Anne Roche notes the journalistic tone employed by Perec, which contrasts with his novel Les Choses. According to Roche, this journalistic style, describing the fictional Arab dictatorship of Grianta, is deliberately consensual and creates the impression of an unquestionable truth beyond interrogation, suggesting a form of indifference on the author's part toward what appears to be self-evident. She therefore regards the novel as a regression compared with Les Choses (which evokes Tunisia): although it seems politically engaged, it is in fact detached, and its essential meaning must be sought beyond its initial satire. Roche also observes a "deterritorialization" of the fictional dictatorship, since Perec's notes refer to France, thereby refusing to identify Grianta too readily with Morocco, Algeria, or Tunisia. This contrasts with his earlier works, which contain numerous references to the Arab world, and may reflect the author's growing distance from his earlier ambition to describe and transform the world.

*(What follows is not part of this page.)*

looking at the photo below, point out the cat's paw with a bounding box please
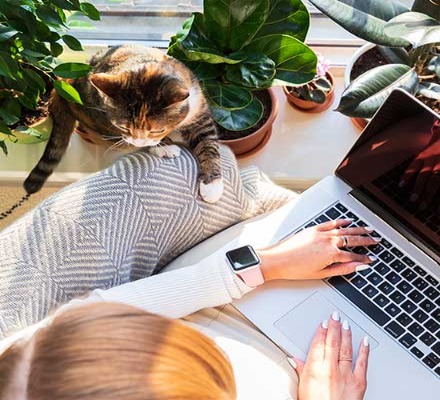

In this work, as in several of his others, Georges Perec makes repeated references to the theme of collecting (there are seven occurrences related to this theme), the first three of which are nested within one another. On page 18, the reader learns that the consul is a collector; on page 48, the narrator reads a book in which one of the characters is a collector; and on page 55, within that same book being read by the narrator, there is another book in which a collector of walking sticks displays his collection. Tiphaine Samoyault sees this as a reference to Perec's novel A Gallery Portrait (Un cabinet d'amateur): the painting entitled Un cabinet d'amateur, which reflects the scene depicted in the painting infinitely within itself, becomes what she calls a textual model in "53 Days".

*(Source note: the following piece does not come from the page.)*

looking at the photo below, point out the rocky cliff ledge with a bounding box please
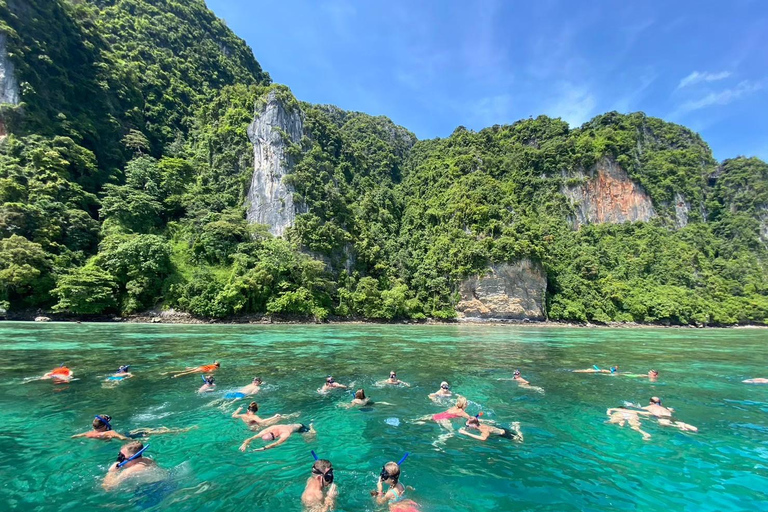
[245,90,304,236]
[0,34,19,107]
[563,157,656,228]
[456,260,547,321]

Georges Perec’s approach in this novel could be compared to that of Bartlebooth (who paints 500 watercolors and sends them to Gaspard Winckler, who cuts them into a jigsaw puzzle that Bartlebooth must then reassemble and return to the port where they were painted, so they can finally be submerged in a liquid that erases the ink, leaving a blank sheet of paper) in the novel Life: A User’s Manual, since Perec writes in "53 Days": "The Crypt is a detective novel, a two-part detective novel in which the second part meticulously destroys everything the first part has strived to establish."

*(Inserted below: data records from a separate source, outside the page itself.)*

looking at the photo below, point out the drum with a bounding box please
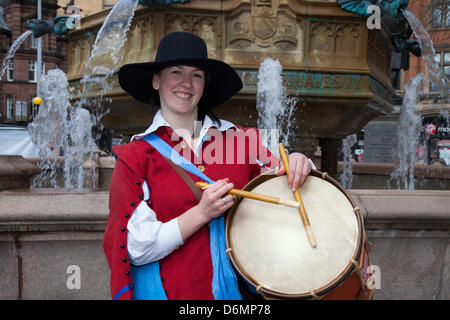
[225,170,375,300]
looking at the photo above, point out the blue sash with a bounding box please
[119,133,242,300]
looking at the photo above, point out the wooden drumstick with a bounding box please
[195,181,302,209]
[278,143,317,248]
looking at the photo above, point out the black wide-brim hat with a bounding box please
[118,32,243,108]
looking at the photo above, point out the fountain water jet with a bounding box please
[0,30,32,80]
[25,0,139,189]
[256,57,297,156]
[340,134,357,189]
[403,10,449,101]
[27,69,96,189]
[76,0,138,131]
[389,73,424,190]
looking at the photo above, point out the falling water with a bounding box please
[256,57,297,155]
[28,69,96,189]
[0,30,32,80]
[27,0,138,188]
[385,9,449,190]
[340,134,357,189]
[439,109,449,125]
[390,73,424,190]
[403,10,449,100]
[71,0,137,186]
[76,0,138,129]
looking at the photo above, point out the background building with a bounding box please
[0,0,67,125]
[0,0,117,126]
[56,0,118,16]
[354,0,450,166]
[406,0,450,165]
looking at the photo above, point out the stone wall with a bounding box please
[0,188,448,300]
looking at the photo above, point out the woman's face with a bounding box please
[152,65,206,116]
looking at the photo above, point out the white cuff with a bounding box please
[127,201,184,266]
[308,158,317,170]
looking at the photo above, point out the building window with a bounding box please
[430,51,450,91]
[28,61,45,82]
[30,36,38,49]
[6,60,13,81]
[15,101,28,122]
[432,0,450,28]
[6,96,14,120]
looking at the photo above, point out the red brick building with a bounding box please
[0,0,67,125]
[405,0,450,89]
[403,0,450,165]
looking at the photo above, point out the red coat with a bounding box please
[103,125,277,300]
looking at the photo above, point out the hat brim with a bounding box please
[118,58,243,108]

The novel is also thought to contain new autobiographical elements. Perec refers to an episode involving the French Resistance in the Vercors maquis. This has been linked to the theory of Philippe Lejeune, who argued that autobiography imposed itself upon Perec as a "transitional phase" before receding into the background after that period.

== Author's notes ==

Georges Perec, who regularly used lists in his preparatory work, prepared anagrams of "BRISBANE", references to Stendhal, lists of Stendhal's pseudonyms, and possible sentences derived from the epigraph un R est un M qui se P le L de la R (a N is a M that Ws itself along the R), a reduction of a definition taken from a work by Stendhal. Perec even verified the exact origin of Stendhal's famous definition, "a novel is a mirror carried along a road (where road replaced path)". He also made projections regarding the time required to write the novel, planning to complete the manuscript in 140 days, deliver it on , and have it published on .

== Legacy ==

In 2009, Pierre Jodlowski composed the radio opera Jour 54 ("Day 54") on commission from Radio France. The work was also a finalist for the Prix Italia that same year. The radio opera was conceived from Georges Perec's notebooks.

== Published editions ==
- Georges Perec (1989). « 53 jours ». Paris: P.O.L. ISBN 2-86744-161-7.
- Georges Perec (1993). « 53 jours ». Folio. Vol. 2547. Paris: Gallimard. ISBN 2-07-038783-6
- Georges Perec (2022). « 53 jours ». L'Imaginaire. Vol. 735. Paris: Gallimard. ISBN 978-2-07-297950-7, , with a preface by Hervé Le Tellier and Michèle Audin.